Designing for replayability is the purest test of the game designer. Replayability requires a simple, compelling, addictive challenge and the most natural, frictionless user interface possible. All the big, expensive, fun things that we think game development is about - spectacular graphics, hundreds of unit types, fifteen different camera angles, and voiceover narration by Patrick Stewart - are irrelevant. The game is reduced to its barest essentials: the challenge and the means of overcoming it. If I were trying to design a game for high replayability, I might actually start with cards or dominoes, something I can shuffle around on a tabletop. They wouldn't necessarily end up as cards or dominoes in the game; they could end up as genies or giant worms just as well. Their surface appearance doesn't make much difference as long as the gameplay works.
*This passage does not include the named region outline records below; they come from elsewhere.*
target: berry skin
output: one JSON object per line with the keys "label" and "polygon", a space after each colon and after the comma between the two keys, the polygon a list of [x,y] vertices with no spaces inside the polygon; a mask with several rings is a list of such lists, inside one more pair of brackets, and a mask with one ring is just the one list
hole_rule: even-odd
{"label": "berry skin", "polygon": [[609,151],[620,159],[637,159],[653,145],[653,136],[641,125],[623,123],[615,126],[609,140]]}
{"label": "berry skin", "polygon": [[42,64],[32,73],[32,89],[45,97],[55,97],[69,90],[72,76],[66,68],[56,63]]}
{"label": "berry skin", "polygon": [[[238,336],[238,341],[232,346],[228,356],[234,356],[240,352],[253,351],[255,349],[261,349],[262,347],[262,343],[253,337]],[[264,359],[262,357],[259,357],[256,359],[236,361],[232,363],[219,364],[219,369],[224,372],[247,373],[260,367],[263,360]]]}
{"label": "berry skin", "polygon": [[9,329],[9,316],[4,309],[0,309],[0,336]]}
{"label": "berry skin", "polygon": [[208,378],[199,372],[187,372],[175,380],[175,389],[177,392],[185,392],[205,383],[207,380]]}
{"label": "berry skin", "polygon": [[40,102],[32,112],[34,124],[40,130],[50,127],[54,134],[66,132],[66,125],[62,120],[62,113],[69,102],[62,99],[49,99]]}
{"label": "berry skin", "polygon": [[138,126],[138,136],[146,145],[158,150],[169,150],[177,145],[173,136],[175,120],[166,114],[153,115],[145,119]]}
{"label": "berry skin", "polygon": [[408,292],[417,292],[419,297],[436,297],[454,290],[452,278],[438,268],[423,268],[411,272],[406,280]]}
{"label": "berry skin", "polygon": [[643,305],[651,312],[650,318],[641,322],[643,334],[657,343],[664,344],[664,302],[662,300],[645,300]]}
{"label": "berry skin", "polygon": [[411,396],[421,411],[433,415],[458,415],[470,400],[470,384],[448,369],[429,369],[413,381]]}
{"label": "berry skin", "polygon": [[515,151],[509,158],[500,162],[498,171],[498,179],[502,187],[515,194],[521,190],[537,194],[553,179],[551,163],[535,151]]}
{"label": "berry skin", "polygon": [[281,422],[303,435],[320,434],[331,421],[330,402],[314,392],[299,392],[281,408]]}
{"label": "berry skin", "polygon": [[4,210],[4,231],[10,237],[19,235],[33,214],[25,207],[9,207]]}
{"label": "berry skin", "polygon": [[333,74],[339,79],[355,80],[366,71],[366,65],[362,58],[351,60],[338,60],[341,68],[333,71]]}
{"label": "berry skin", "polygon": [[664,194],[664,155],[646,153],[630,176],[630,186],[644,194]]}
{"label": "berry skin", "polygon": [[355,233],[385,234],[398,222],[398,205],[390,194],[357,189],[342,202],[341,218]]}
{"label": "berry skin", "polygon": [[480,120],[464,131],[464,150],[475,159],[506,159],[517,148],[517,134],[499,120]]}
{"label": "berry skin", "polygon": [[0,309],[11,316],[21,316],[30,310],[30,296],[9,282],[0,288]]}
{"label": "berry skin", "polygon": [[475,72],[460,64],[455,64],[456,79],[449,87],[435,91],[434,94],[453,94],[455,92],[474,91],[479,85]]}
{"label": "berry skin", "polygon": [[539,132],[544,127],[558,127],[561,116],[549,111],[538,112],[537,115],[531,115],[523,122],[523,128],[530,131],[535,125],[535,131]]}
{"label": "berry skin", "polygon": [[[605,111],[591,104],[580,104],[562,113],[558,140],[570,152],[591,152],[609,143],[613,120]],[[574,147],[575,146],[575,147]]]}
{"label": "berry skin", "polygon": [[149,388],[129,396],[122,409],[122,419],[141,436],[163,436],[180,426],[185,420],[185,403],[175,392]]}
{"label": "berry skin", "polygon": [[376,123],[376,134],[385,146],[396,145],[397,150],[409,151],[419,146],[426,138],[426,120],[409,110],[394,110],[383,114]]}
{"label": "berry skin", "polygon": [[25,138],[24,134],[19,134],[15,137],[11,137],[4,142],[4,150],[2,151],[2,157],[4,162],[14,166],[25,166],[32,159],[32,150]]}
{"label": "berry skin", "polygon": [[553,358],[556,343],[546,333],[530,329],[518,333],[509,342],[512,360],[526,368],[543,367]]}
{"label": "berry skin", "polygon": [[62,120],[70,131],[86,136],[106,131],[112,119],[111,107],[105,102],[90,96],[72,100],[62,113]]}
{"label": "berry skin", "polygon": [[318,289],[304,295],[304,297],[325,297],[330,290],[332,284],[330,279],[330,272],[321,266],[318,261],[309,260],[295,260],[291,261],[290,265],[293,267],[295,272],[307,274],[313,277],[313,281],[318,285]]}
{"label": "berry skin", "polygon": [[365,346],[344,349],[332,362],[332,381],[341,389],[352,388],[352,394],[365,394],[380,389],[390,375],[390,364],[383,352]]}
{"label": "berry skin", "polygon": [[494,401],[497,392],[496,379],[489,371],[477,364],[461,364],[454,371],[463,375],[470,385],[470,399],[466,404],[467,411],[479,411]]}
Replayability is not an absolute necessity for computer games. As my friend Jeff Wofford at Deep Red Games points out, many games offer so much gameplay - forty or fifty hours is not uncommon - that a lot of players don't even finish them the first time through, much less play them again and again. If we've given our customers an enjoyable time for a dollar an hour or so, we're doing pretty well; certainly better than the movies do, even if our customers only play the game once. If I were designing a large game, I probably wouldn't worry about it much.
Still, the question of replayability is one that every designer should ask herself in the initial stages of game design. All players, casual or core, want good value for their money. If the game can be played to its conclusion in a few minutes or hours, then you had better either set the price accordingly, or make sure that it's replayable by design.